NEW HAVEN, CT, May 2, 2011 - Yale School of Medicine has entered into a collaboration with Icagen, Inc. and Pfizer to explore the potential efficacy of investigational compounds as novel treatments for pain. These compounds, which were identified from an existing collaboration between Icagen and Pfizer may be useful in treating pain in people with a rare genetic disorder called inherited erythromelalgia (IEM), or the "man on fire syndrome." Individuals afflicted with the syndrome experience a debilitating, life-long burning pain.

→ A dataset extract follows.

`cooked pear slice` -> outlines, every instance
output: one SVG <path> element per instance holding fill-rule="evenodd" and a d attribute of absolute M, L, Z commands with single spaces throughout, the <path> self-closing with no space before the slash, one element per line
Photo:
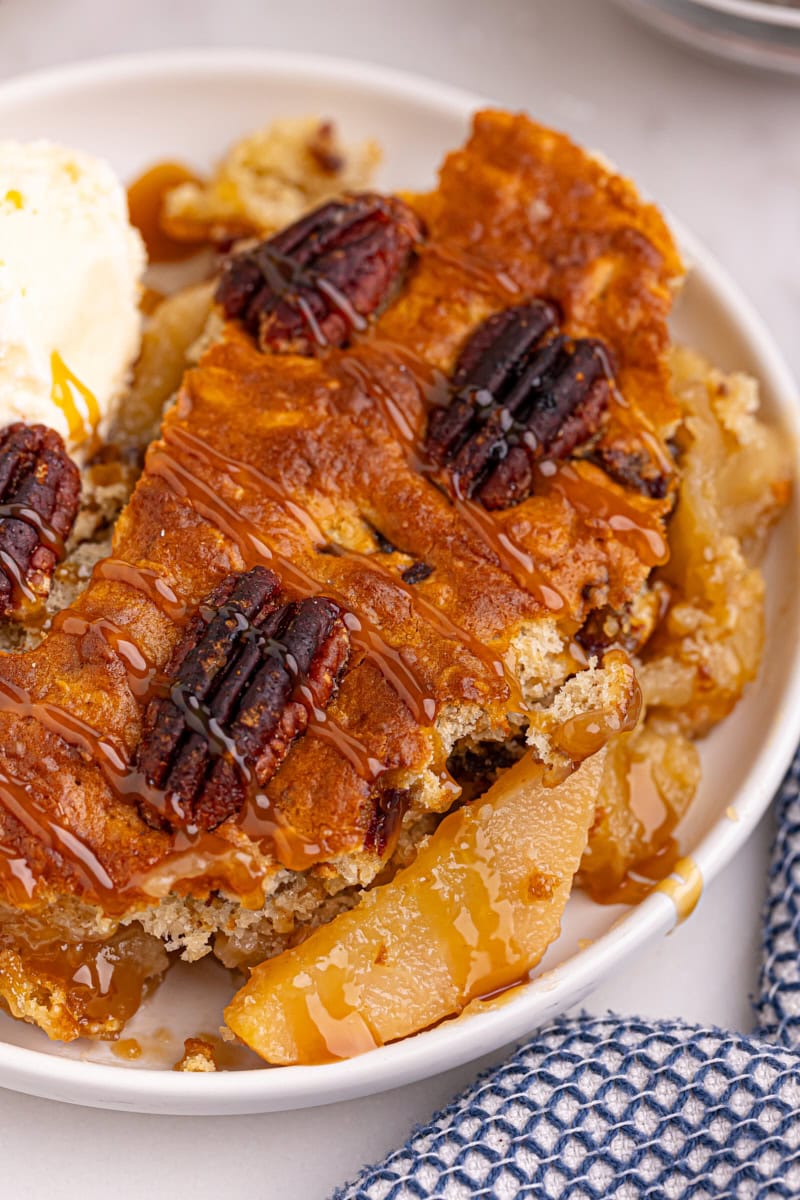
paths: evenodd
<path fill-rule="evenodd" d="M 267 1062 L 330 1062 L 519 980 L 558 935 L 601 770 L 595 754 L 548 788 L 528 754 L 390 883 L 256 967 L 230 1028 Z"/>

The collaboration with the laboratory of Stephen G. Waxman, M.D., Ph.D. and Sulayman D. Dib-Hajj, Ph.D. in the Department of Neurology, Yale School of Medicine, will study the effects of selectively blocking Nav1.7 (SCN9A) sodium channels with molecules previously identified by Pfizer and Icagen. Nav1.7 is responsible for producing impulses in pain-sensing neurons. The Waxman team, working at the Veterans Affairs Healthcare System in West Haven, CT, has previously shown that mutations of Nav1.7 channels occur in patients suffering from IEM. These genetic mutations increase activity in these neurons, leading to the pain associated with IEM. Working together, investigators at Yale, Pfizer and Icagen will seek to determine whether compounds identified by Icagen and Pfizer block IEM Nav 1.7 channels in vitro, which may in turn provide a rationale for future clinical studies in IEM patients and other pain disorders.
Dr. Waxman noted, "We are committed to finding new, more effective treatments for pain in inherited erythromelalgia and related disorders. Sodium channels are the molecular generators within nerve cells, which produce electrical impulses. In patients with IEM, these mutations make Nav1.7 overactive. By blocking these over-active channels, we believe that we potentially can more effectively treat pain in inherited erythromelalgia. My colleagues and I at Yale are excited about working with Icagen and Pfizer in this area of research and in studying the effect of compounds which are potent and selective blockers of Nav1.7. It is our hope that this joint effort will lead to effective treatments for IEM patients."
P. Kay Wagoner, Ph.D., CEO of Icagen added, "We are very pleased that Drs. Waxman and Dib-Hajj have agreed to work with us and our partner Pfizer in the study of Nav1.7 channels from IEM patients. They are among the world's leading researchers in the role of sodium channels in pain. The studies we are jointly undertaking should help us better understand how modulating Nav1.7 channels in IEM patients may reduce the extreme pain they experience. This information may additionally assist our broader efforts to find novel sodium channel treatments for patients with various pain conditions."
Ruth McKernan, Ph.D., Chief Scientific Officer of Pfizer's new Pain and Sensory Disorders Research Unit, Neusentis, based in Cambridge, UK, noted, "There is a significant body of evidence to suggest that sodium channels, particularly Nav1.7, play an important role in pain disorders. By combining the scientific and clinical expertise of Dr. Waxman's lab with that of Pfizer and Icagen, we look forward to potentially developing medicines in this area of high medical need."